Constant applies a type dependent constant force and torque on all particles selected by the filter. Constant sets the force and torque to (0,0,0) for particles not selected by the filter.

Examples:

constant = hoomd.md.force.Constant(
filter=hoomd.filter.All()
)
constant.constant_force['A'] = (1,0,0)
constant.constant_torque['A'] = (0,0,0)


Note

The energy and virial associated with the constant force are 0.

filter#

Subset of particles on which to apply constant forces.

Type

hoomd.filter

constant_force#

Constant force vector in the global reference frame of the system $$[\mathrm{force}]$$. It is defined per particle type and defaults to (0.0, 0.0, 0.0) for all types.

Type: TypeParameter [particle_type, tuple [float, float, float]]

constant_torque#

Constant torque vector in the global reference frame of the system $$[\mathrm{force} \cdot \mathrm{length}]$$. It is defined per particle type and defaults to (0.0, 0.0, 0.0) for all types.

Type: TypeParameter [particle_type, tuple [float, float, float]]

class hoomd.md.force.Custom(aniso=False)#

Custom forces implemented in python.

Derive a custom force class from Custom, and override the set_forces method to compute forces on particles. Users have direct, zero-copy access to the C++ managed buffers via either the cpu_local_force_arrays or gpu_local_force_arrays property. Choose the property that corresponds to the device you wish to alter the data on. In addition to zero-copy access to force buffers, custom forces have access to the local snapshot API via the _state.cpu_local_snapshot or the _state.gpu_local_snapshot property.

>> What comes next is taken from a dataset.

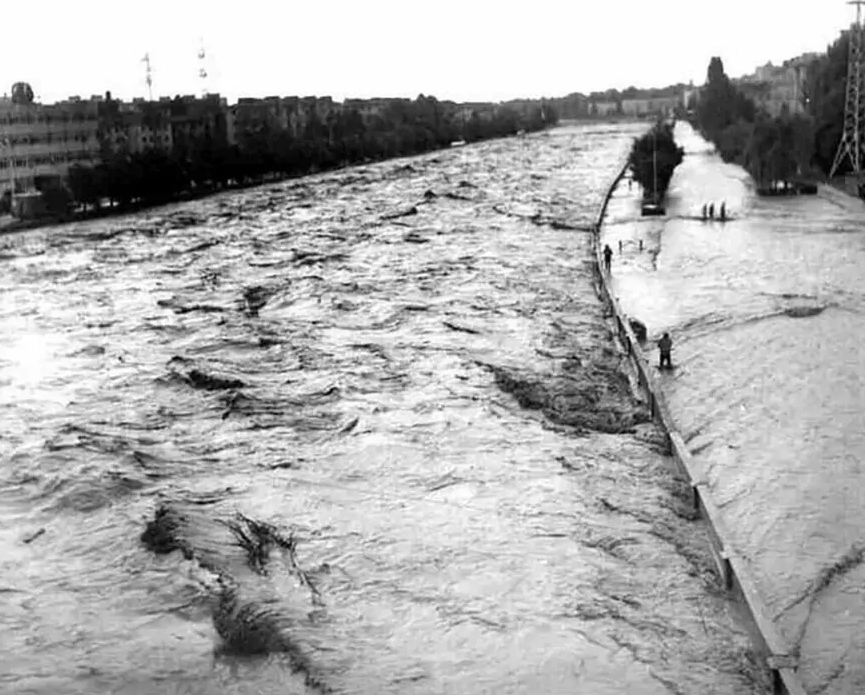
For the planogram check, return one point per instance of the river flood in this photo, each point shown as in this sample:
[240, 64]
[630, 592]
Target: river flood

See the documentation in hoomd.State for more information on the local snapshot API.

Examples:

class MyCustomForce(hoomd.force.Custom):
def __init__(self):
super().__init__(aniso=True)

def set_forces(self, timestep):
with self.cpu_local_force_arrays as arrays:
arrays.force[:] = -5
arrays.torque[:] = 3
arrays.potential_energy[:] = 27
arrays.virial[:] = np.arange(6)[None, :]


In addition, since data is MPI rank-local, there may be ghost particle data associated with each rank. To access this read-only ghost data, access the property name with either the prefix ghost_ of the suffix _with_ghost.

Note

Pass aniso=True to the md.force.Custom constructor if your custom force produces non-zero torques on particles.

Examples:

class MyCustomForce(hoomd.force.Custom):
def __init__(self):
super().__init__()

def set_forces(self, timestep):
with self.cpu_local_force_arrays as arrays:
# access only the ghost particle forces
ghost_force_data = arrays.ghost_force

torque_data = arrays.torque_with_ghost


Note

When accessing the local force arrays, always use a context manager.

Note

The shape of the exposed arrays cannot change while in the context manager.

Note

All force data buffers are MPI rank local, so in simulations with MPI, only the data for a single rank is available.

Note

Changed in version 3.1.0: Custom zeros the force, torque, energy, and virial arrays before calling the user-provided set_forces.